Within the world of PropTech, some of the biggest players in the business have staked their success off of information. CoStar, for instance, is an information broker. With LoopNet, CoStar also controls much of the information the industry uses to compare and evaluate investment or rental opportunities. CoStar wants to be a one-stop-shop, the only game in town. And it’s true, centralizing the marketplace off of one main platform has advantages related to scale and coverage. But it offers downsides, too: brokers and buyers see what CoStar wants them to see, and search using the criteria CoStar lets them use. What’s more, poorly-listed spaces can steer potential investors away from good opportunities.
One commercial marketplace that looks to act as a disruptor to the system, Coeo Space, which aims to keep the entire space search process completely transparent and focused on the user. They do this by giving plenty of search criteria as well as a tiered ranking system for property quality and an algorithmic matching system for users and spaces. Coeo is also free for both space users and listers, with plans to integrate an ad-supported model in the future.
“What we saw was the need for a consumer and a broker to be able to find space easier,” said Kim Ford, Coeo’s co-founder and CEO. For Kim, one of CoStar’s major shortcomings is its inherent lack of clarity. In CoStar, Kim pointed out that plenty of listings without properly-detailed listings still require a phone call, thus limiting the platform’s effectiveness as a true marketplace in and of itself.
Kim also pointed to Coeo’s “coFactor” ranking system as a standout feature. CoFactor scores buildings into Bronze, Silver, or Gold levels based on their amenities and features.
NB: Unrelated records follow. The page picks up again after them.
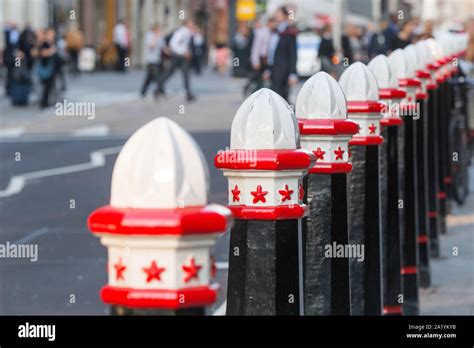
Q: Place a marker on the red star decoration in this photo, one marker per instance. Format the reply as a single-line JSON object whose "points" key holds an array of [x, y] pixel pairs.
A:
{"points": [[235, 194], [339, 152], [319, 153], [153, 272], [213, 267], [285, 194], [119, 269], [372, 129], [259, 195], [191, 271]]}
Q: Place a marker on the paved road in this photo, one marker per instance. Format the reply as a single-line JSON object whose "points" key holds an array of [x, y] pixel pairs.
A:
{"points": [[56, 167], [70, 260]]}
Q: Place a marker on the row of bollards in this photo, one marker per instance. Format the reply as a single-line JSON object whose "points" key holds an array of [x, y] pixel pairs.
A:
{"points": [[336, 210]]}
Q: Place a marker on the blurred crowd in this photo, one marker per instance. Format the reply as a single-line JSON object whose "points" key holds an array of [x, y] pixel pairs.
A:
{"points": [[264, 51]]}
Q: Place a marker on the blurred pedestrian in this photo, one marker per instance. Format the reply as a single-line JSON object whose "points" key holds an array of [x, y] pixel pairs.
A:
{"points": [[74, 44], [404, 37], [392, 30], [154, 45], [26, 44], [198, 48], [282, 54], [121, 38], [377, 42], [326, 52], [181, 55], [259, 53], [241, 44], [47, 64], [12, 37]]}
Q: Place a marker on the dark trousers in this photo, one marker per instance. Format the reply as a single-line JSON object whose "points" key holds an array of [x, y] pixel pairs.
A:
{"points": [[152, 75], [47, 88], [281, 87], [74, 61], [183, 64], [122, 54]]}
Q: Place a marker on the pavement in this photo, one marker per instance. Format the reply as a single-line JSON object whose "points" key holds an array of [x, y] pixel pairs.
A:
{"points": [[55, 170]]}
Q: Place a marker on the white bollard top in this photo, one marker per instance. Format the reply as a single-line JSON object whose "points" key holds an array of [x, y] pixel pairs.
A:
{"points": [[380, 67], [359, 84], [160, 167], [362, 92], [264, 121], [321, 109], [321, 97]]}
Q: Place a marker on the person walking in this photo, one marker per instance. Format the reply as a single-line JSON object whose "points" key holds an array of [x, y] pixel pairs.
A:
{"points": [[259, 53], [282, 54], [154, 45], [180, 53], [122, 44], [47, 65], [74, 44]]}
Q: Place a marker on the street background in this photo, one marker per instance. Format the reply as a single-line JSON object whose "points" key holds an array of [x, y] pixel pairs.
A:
{"points": [[57, 168]]}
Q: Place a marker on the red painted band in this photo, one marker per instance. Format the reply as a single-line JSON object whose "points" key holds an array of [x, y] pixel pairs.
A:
{"points": [[408, 270], [327, 127], [281, 212], [159, 298], [273, 160], [366, 141], [423, 74], [365, 107], [180, 221], [432, 214], [433, 66], [421, 96], [391, 121], [409, 83], [391, 93], [394, 309], [330, 168], [422, 239]]}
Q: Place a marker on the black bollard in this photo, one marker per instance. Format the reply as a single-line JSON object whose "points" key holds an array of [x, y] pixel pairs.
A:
{"points": [[362, 93], [391, 189], [265, 168], [321, 110]]}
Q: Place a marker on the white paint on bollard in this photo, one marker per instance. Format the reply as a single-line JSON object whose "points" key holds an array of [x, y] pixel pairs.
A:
{"points": [[159, 229]]}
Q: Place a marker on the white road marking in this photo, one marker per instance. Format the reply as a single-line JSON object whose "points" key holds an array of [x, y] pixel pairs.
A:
{"points": [[99, 130], [17, 182], [221, 309], [12, 132], [32, 235]]}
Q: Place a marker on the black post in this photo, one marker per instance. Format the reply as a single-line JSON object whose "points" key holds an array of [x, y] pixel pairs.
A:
{"points": [[265, 197], [442, 154], [325, 230], [364, 189], [423, 192], [433, 170], [410, 262]]}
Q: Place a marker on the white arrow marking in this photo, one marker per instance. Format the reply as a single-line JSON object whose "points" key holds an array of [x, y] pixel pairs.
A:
{"points": [[99, 130], [17, 182], [11, 132]]}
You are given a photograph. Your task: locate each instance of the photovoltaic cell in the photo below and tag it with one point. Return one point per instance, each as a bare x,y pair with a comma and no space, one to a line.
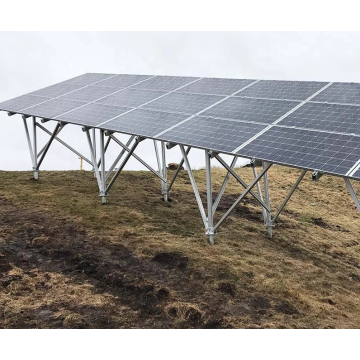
343,93
52,108
326,117
87,79
123,80
144,122
165,83
183,103
130,97
89,93
356,174
212,134
216,86
307,149
257,110
22,102
92,114
288,90
56,90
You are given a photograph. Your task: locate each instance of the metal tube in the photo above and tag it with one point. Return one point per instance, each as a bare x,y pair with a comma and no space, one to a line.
267,200
241,181
106,146
63,143
127,157
178,169
223,186
164,172
352,193
193,183
288,196
251,185
50,133
137,158
112,167
93,158
29,143
103,179
48,145
36,173
259,191
210,217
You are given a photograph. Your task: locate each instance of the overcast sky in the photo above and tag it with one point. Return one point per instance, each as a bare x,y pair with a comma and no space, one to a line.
31,60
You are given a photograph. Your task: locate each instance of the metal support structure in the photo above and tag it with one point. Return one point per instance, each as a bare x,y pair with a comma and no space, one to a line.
61,142
193,183
178,169
126,159
247,190
210,213
352,193
259,190
289,196
268,222
165,192
103,173
36,170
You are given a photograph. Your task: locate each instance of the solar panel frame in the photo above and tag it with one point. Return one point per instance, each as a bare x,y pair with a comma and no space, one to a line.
83,82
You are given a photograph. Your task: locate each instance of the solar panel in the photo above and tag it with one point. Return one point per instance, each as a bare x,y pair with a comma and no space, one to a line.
343,93
52,108
210,133
92,114
183,103
123,80
165,83
144,122
288,90
87,79
225,115
257,110
22,102
89,93
216,86
326,117
131,97
56,90
326,152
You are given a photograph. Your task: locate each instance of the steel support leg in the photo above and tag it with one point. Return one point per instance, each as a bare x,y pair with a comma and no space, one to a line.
52,137
268,222
193,183
352,193
164,172
36,171
178,169
289,196
247,190
259,192
210,215
103,173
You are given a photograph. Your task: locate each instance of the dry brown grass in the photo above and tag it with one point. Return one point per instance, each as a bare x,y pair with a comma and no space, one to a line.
68,261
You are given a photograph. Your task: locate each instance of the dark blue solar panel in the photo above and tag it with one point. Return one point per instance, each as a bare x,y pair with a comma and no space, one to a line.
212,134
144,122
290,90
327,117
344,93
257,110
307,149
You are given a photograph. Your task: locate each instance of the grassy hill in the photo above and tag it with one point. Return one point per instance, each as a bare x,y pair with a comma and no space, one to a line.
68,261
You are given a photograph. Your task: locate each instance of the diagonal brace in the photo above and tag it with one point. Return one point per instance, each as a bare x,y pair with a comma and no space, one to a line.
242,182
248,189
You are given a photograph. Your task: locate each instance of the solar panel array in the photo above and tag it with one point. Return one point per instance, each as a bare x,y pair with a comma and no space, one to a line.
311,125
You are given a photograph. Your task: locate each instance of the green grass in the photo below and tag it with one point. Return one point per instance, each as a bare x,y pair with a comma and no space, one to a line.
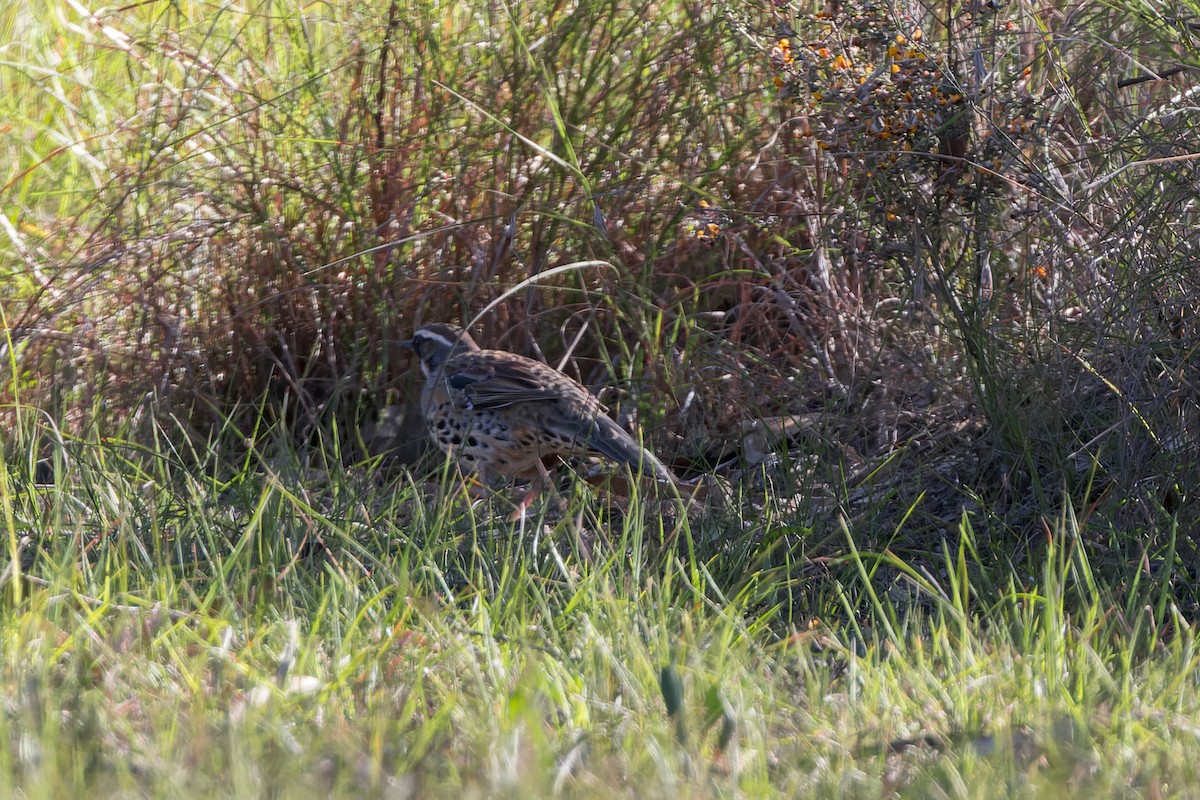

A main goal of the tool is to help businesses scope into the right properties that most closely match their amenity and space criteria. “What we think that’s going to enable major corporations to do is say ‘I only want to look at buildings that have coFactor,'” Kim added.
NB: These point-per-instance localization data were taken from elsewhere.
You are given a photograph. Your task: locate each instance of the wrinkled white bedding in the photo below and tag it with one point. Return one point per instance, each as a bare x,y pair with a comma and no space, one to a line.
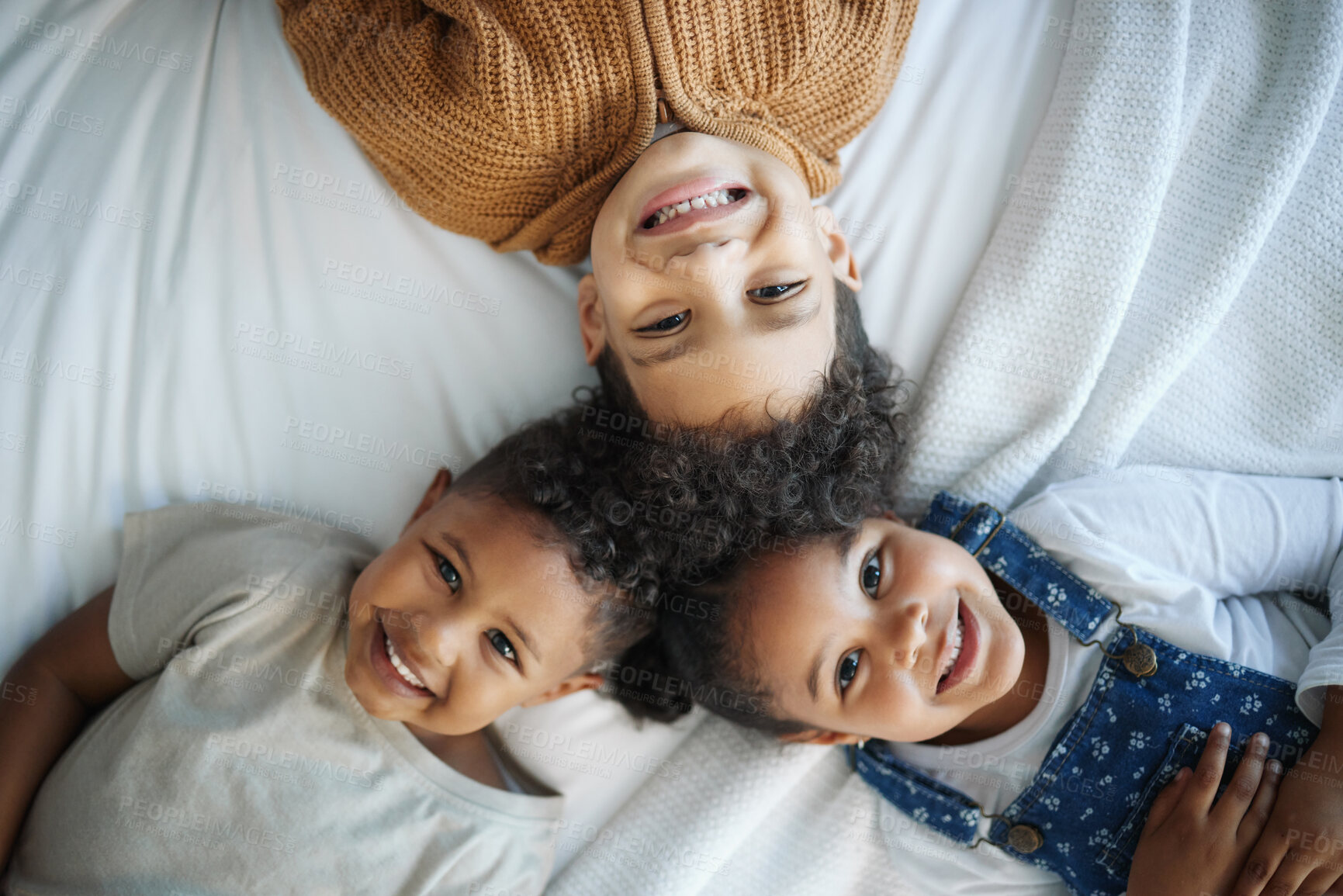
1163,288
206,292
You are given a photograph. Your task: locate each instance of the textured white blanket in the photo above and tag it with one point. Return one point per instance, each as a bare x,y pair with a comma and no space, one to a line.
1165,286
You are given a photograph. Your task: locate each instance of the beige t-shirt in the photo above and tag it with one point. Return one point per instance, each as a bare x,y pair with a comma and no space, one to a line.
241,762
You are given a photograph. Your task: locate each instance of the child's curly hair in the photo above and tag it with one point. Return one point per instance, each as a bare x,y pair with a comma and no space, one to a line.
552,468
703,501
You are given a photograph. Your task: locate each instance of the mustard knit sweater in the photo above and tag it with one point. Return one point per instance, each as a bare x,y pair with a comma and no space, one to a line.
512,119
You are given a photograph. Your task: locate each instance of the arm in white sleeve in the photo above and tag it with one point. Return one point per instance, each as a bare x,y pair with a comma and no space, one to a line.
1181,550
1324,668
1227,534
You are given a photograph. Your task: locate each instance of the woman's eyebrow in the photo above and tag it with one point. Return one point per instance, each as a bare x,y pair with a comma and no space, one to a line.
814,677
795,316
663,355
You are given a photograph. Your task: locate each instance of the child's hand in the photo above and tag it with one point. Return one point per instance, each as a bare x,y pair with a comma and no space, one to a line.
1302,848
1189,846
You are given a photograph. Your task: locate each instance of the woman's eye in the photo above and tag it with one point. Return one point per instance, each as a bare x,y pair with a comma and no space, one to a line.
665,324
775,292
872,576
848,669
450,576
501,644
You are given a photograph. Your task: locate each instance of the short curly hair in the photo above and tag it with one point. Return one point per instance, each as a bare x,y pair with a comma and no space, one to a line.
552,469
705,500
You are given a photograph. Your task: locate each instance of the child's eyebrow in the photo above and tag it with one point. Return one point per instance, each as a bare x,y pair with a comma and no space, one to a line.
459,550
521,635
814,677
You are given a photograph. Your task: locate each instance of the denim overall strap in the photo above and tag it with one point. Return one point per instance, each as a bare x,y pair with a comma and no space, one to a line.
923,798
1014,558
1083,811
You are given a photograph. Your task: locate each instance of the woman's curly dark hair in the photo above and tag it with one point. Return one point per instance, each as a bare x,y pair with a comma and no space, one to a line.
705,500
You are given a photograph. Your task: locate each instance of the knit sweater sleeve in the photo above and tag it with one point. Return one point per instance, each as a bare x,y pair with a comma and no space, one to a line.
490,119
797,80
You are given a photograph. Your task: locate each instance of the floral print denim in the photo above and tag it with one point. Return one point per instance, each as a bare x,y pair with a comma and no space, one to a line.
1083,811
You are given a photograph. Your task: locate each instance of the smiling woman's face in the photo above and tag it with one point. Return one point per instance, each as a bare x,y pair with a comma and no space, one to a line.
714,282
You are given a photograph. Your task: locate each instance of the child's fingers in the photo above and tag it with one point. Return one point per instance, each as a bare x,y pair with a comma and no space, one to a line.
1166,801
1208,776
1256,820
1244,785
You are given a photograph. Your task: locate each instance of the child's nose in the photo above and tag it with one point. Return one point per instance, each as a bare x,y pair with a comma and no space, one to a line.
909,635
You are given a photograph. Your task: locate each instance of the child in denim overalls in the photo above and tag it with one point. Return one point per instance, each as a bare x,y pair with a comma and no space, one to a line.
993,694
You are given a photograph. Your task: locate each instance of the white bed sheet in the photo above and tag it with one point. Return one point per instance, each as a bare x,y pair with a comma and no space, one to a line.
207,292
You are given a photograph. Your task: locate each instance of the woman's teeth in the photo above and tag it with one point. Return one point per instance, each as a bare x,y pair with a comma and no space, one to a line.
400,666
955,648
711,199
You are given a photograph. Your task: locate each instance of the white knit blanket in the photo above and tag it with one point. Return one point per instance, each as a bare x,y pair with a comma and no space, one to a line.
1165,286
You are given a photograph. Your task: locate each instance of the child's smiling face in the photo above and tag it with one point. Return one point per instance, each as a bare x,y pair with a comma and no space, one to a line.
900,637
740,286
479,613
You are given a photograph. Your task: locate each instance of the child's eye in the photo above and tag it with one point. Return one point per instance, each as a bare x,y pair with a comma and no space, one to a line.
872,576
848,669
775,292
503,645
450,576
665,324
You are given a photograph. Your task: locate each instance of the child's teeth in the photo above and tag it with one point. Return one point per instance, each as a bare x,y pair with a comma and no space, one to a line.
400,666
711,199
955,648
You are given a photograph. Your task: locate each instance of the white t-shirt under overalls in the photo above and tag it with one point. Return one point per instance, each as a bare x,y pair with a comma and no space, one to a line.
1177,550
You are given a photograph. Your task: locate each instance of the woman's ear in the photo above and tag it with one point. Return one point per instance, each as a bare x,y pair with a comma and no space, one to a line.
843,264
591,319
582,681
821,738
435,490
The idea of a scoring system for buildings is an interesting one. CoStar, of course, has its own star-based ranking system, but its implementation often seemed to me to be an afterthought. Myself and the brokers and investors I worked with would never reference a CoStar score, instead favoring the more industry-standard letter grade system. This represents an opportunity for Coeo Space, coFactor ranks amenities submitted by property owners, instead of doing original research like CoStar and hopes to become a industry standard rating source much like LEED’s sustainability certification system.
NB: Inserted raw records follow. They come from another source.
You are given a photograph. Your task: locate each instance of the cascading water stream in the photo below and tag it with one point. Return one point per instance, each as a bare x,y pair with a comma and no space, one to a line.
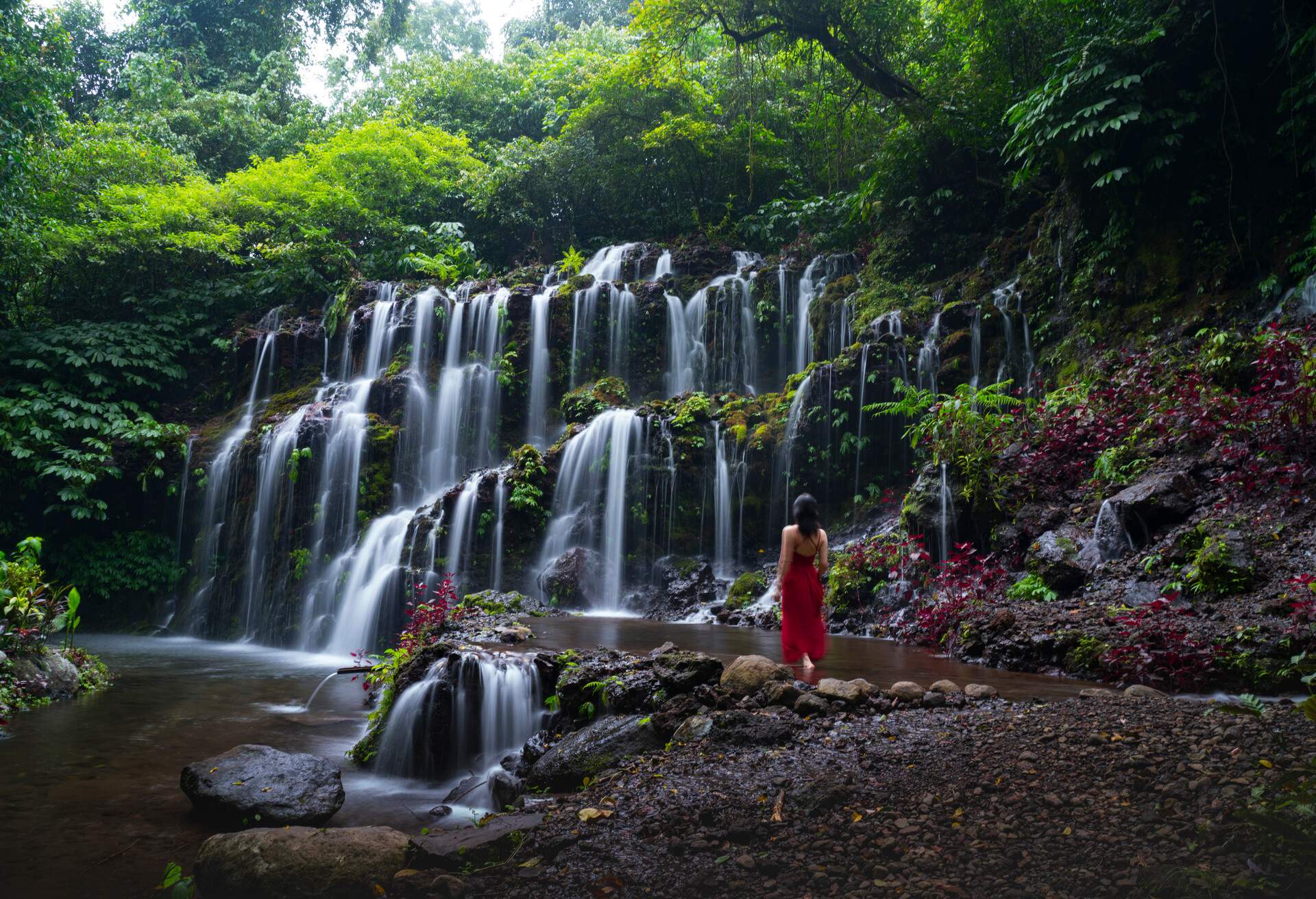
469,713
590,500
537,410
947,524
929,357
220,483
There have been many companies that have tried and failed to claw there way into the competitive commercial listing market. There seem to be even more that are jumping into the fray, VTS expects to have its Truva marketplace up and covering their home turf of NYC by this fall. Marketplaces have network effects that can make it hard to challenge an incumbent with lots of market share. But even the most strategic positions often fall to innovative upstarts, just ask the retail giants of yesteryear, if you can still find them.